On January 25, the U.S. Department of Labor (DOL), Department of Health and Human Services (HHS), and the Treasury (collectively the Tri-Agencies) published the first annual report on group health plans’ and health insurance issuers’ compliance with the Mental Health Parity and Addiction Equity Act (MHPAEA) as amended by the Consolidated Appropriations Act, 2021 (CAA). The Report noted that none of the comparative analyses reviewed “contained sufficient information upon initial receipt.” The Tri-Agencies made preliminary determinations of non-compliance for many plans and issuers, but the Report stressed that no final determinations had been made yet. Instead, plans and issuers may still take corrective action and, in so doing, avoid the triple-whammy of being named in next year’s report, having notice of noncompliance sent to plan participants and enrollees (essentially rolling out a red carpet for class action litigation), and the Tri-Agencies notifying the state regulator. Plans and issuers should not count on the Tri-Agencies exercising such restraint in the future.
As detailed previously, the CAA codified prior guidance and expressly required plans and issuers to document comparative analyses demonstrating that the processes, strategies, evidentiary standards, and other factors used to apply each non-quantitative treatment limitation (NQTL) to mental health and substance use disorder benefits, both as written and in operation, are comparable to and applied no more stringently than those used to apply each NQTL to medical/surgical benefits in the same benefit classification. Health plans and issuers had to comply with the new requirements by February 10, 2021. The Tri-Agencies issued additional guidance about what constitutes a minimum, sufficient comparative analysis on April 2, 2021. The Report notes that one week later, on April 9, DOL began issuing letters requesting comparative analyses from plans and issuers.
But many plans and issuers were not prepared to respond.
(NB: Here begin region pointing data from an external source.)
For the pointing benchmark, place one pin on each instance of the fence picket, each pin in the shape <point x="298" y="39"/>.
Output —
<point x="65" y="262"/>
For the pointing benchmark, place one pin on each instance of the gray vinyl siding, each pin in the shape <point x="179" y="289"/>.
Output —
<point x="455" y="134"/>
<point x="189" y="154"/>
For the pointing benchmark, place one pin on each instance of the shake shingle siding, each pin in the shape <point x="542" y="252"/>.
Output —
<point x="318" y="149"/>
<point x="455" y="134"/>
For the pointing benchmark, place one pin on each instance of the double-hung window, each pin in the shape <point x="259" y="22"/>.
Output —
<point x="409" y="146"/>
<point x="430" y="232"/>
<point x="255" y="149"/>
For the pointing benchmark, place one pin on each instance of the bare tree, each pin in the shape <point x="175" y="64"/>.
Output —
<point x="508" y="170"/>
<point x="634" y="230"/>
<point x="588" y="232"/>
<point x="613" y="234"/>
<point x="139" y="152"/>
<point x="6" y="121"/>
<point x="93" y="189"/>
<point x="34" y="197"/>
One reason is the continuing lack of a standardized format or template from the Tri-Agencies for exhibiting a sufficient comparative analysis. The iterations of the DOL’s MHPAEA Self-Compliance Tool and multiple FAQs, have provided guidance on certain questions to ask and general orientation, but stopped short of identifying exactly how and what must be done to satisfy regulators. This concern is exacerbated by the fact that states may have additional and variable expectations, particularly during market conduct exams. Nonetheless, the Report’s summaries of common missteps—such as mere conclusory assertions devoid of analyses, failure to explain how factors were measured and applied, and explanation of who was involved and how in the design and implementation of an NQTL—provides more grist for iterating an effective comparative analysis model.
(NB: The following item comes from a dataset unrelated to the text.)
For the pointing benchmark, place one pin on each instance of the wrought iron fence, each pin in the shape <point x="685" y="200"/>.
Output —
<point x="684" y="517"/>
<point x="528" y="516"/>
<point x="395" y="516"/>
Another reason many plans and issuers struggled to produce sufficient comparative analyses, however, is that some plans believed their third-party administrators or service providers would provide the analyses. This highlights one of the complexities in MHPAEA compliance (as well as ERISA, more generally). In general, a plan may contract with a service provider or a third-party administrator to provide administrative services for the plan, such as utilization management, network development, and other activities that may limit the scope or duration of covered services—and so constitute NQTLs. DOL has jurisdiction over the plan, but not necessarily over the service provider or TPA; to enforce MHPAEA compliance against the service provider or TPA, DOL has to determine whether they are a fiduciary under ERISA and bring an action against the plan and its fiduciaries. That is a fact and labor intensive exercise.
It is no surprise, then, that DOL recommends that Congress amend ERISA to provide a direct line of attack to enforce parity compliance against service providers, TPAs, or other entities that provide administrative services to ERISA group health plans. Health insurance issuers, that is health insurers that are licensed and regulated by the states, often provide such administrative services. Historically, and as recounted in the Report, DOL seeks “to obtain voluntary global corrections . . . where a violation relates to an insurance product, prototype document, or systemic operation affecting multiple plans.” Amending ERISA would enable mandatory global corrections and add additional enforcement teeth.
Likewise, the Report once again requests that Congress provide DOL authority to assess civil monetary penalties for MHPAEA violations. Currently, there are no such penalties. But DOL may require reprocessing of affected claims for benefits and, if the entity breached a fiduciary duty under ERISA, DOL may impose a penalty equal to 20% of the amount recovered under resolution with DOL or court order. And plan participants have brought claims to recover for alleged wrongful denials of benefits. A related recommendation asks Congress to make this recovery of denied benefits more explicit, amending “ERISA to expressly provide that participants and beneficiaries, as well as DOL on their behalf, may recover amounts lost by participants and beneficiaries who wrongly had their claims denied in violation of MHPAEA.”
The Report also explains that DOL has increased staff and training to bring more resources to bear on MHPAEA compliance. Likewise, the NAIC, state insurance regulators, and state attorneys general have not been idle. Mental health access and equity, in addition to MHPAEA compliance, continue to be a focal point and a bipartisan political issue in both federal and state governments. Over the summer, the Biden Administration is expected to publish a new proposed rule on MHPAEA addressing the legislative changes made by the 21st Century Cures Act and CAA as well as the evolving guidance. It may be that those rules will give clearer instruction on NQTL comparative analyses and articulate additional standards for certain NQTLs.